- Born: 22 April 1916 Rockhampton, Australia
- Died: 17 January 2014 (aged 97)
- Scientific career
- Fields: Surgery
- Workplaces: St Thomas' Hospital, King Edward VII's Hospital for Officers

= Frank Cockett =

British surgeon

Frank Bernard Cockett FRCS (22 April 1916 – 17 January 2014) was a senior British surgeon, author and art historian.

==Biography==

Born on 22 April 1916 in Rockhampton, Australia, Cockett was educated at Bedford School and at St Thomas's Hospital Medical School. During the Second World War he served on Malta as an RAF Surgical Specialist with the rank of squadron leader. Elected as a Fellow of the Royal College of Surgeons in 1947, Cockett was surgical registrar at St Thomas' Hospital between 1947 and 1948, resident assistant surgeon at St Thomas' Hospital between 1948 and 1950, senior lecturer in surgery at St Thomas' Hospital between 1950 and 1954, Consultant at St Thomas' Hospital between 1954 and 1981, and Consultant at King Edward VII's Hospital for Officers between 1974 and 1981.
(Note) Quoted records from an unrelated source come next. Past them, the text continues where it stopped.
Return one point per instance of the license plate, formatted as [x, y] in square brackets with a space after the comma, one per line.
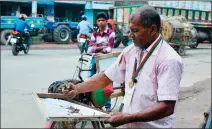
[82, 40]
[13, 40]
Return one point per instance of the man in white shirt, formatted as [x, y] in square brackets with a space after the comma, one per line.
[151, 70]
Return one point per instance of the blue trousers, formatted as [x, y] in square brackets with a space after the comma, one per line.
[91, 73]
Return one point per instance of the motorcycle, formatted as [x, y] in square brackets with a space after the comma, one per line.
[17, 42]
[83, 43]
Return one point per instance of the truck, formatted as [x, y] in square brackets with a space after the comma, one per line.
[8, 22]
[200, 19]
[60, 32]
Cockett made major contributions in the field of vascular surgery, to the extent that one of the main operations for varicose veins was named after him. He also became an authority on early English marine artists. His publications included The Pathology and Surgery of the Veins of the Lower Limb (1956), The War Diary of St Thomas' Hospital 1939–1945 (1991), The Maltese Penguin (1990), Early Sea Painters (1995), and Peter Monamy (2000).

Frank Cockett died on 17 January 2014.